Influence of in vitro assay pH and extractant composition on As bioaccessibility in contaminated soils

Abstract

In vitro bioaccessibility assays are often utilised to determine the potential human exposure to soil contaminants through soil ingestion. Comparative studies have identified inconsistencies in the results obtained with different in vitro assays. In this study we investigated the potential causes for the variability between in vitro assay results using the PBET and SBRC assays to assess As bioaccessibility in 5 brownfield contaminated soils. Total As concentration in the 5 soils ranged from 227 to 807mg As kg−1 in the <250μm particle fraction while XANES analysis identified that As was predominately present as AsV (>88% was sorbed to Fe mineral phases) with the remaining As present as beudantite or orpiment mineral phases. Arsenic bioaccessibility varied depending on the in vitro methodology; markedly higher values were obtained using the SBRC gastric phase compared to the PBET gastric phase, however, similar As bioaccessibility values were obtained in both the SBRC and PBET intestinal phases. The difference in As bioaccessibility following SBRC and PBET gastric phase extraction appeared to be due to the difference in gastric phase pH (i.e. 1.5 versus 2.5 respectively), however, modifying the PBET gastric phase to pH1.5 (that of the SBRC gastric phase) enhanced As bioaccessibility up to 1.6 fold, but was still markedly lower than SBRC values.

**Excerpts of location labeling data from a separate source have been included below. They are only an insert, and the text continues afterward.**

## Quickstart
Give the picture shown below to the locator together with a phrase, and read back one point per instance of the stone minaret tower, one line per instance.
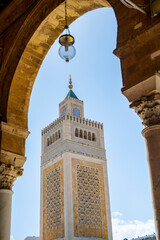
(74, 182)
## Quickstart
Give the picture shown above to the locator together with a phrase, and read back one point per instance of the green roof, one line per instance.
(71, 94)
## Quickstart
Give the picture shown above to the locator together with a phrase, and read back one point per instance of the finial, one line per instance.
(70, 83)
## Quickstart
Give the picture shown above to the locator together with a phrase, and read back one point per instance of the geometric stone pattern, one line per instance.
(89, 200)
(148, 109)
(75, 148)
(89, 207)
(53, 202)
(53, 138)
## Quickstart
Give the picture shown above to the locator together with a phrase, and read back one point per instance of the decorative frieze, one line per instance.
(8, 174)
(148, 109)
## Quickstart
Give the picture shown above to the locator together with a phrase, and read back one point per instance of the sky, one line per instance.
(97, 80)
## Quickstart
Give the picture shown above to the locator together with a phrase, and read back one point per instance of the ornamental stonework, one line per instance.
(89, 200)
(53, 202)
(148, 109)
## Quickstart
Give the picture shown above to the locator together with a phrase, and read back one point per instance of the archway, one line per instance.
(16, 127)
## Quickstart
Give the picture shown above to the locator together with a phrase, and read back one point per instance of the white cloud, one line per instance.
(130, 229)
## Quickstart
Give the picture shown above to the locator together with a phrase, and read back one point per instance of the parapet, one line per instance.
(82, 121)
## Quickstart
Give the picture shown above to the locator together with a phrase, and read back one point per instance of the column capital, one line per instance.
(148, 109)
(151, 131)
(8, 174)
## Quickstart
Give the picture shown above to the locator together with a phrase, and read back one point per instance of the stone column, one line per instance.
(8, 175)
(11, 162)
(145, 100)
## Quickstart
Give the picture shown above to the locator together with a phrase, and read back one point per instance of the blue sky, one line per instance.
(97, 80)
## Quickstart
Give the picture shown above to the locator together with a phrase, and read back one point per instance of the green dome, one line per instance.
(71, 94)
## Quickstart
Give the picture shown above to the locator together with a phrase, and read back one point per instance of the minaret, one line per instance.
(74, 183)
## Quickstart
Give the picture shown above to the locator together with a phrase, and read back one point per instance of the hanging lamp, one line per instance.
(66, 51)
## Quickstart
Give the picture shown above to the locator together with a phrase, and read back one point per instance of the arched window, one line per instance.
(93, 137)
(50, 139)
(63, 112)
(89, 136)
(81, 133)
(59, 134)
(56, 136)
(76, 132)
(76, 112)
(85, 135)
(53, 137)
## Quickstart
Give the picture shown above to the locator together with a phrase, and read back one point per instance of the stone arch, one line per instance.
(34, 53)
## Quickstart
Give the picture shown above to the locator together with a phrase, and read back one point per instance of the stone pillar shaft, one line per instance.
(145, 100)
(5, 213)
(152, 140)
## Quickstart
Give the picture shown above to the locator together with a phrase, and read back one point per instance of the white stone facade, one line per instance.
(32, 238)
(68, 144)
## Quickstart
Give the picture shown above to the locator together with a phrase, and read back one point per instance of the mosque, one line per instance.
(74, 183)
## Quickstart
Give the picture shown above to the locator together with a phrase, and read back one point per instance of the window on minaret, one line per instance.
(53, 138)
(76, 132)
(56, 136)
(63, 112)
(85, 135)
(50, 139)
(76, 112)
(93, 137)
(89, 136)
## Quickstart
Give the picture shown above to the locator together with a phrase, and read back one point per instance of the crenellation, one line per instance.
(78, 143)
(83, 121)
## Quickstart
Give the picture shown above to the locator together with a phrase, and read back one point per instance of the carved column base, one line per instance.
(8, 174)
(152, 140)
(145, 100)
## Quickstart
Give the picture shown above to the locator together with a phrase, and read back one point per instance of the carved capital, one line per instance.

Although As bioaccessibility was enhanced, the increase did not occur as a result of the solubilisation of As associated Fe mineral phases suggesting As bioaccessibility may also be strongly influenced by the in vitro assay extractant composition. The extractant composition of the PBET assay incorporates a number of organic acids in addition to pepsin which may inhibit the sorption of As onto iron oxide surfaces, therefore increasing As solubility at the modified (pH1.5) gastric phase pH.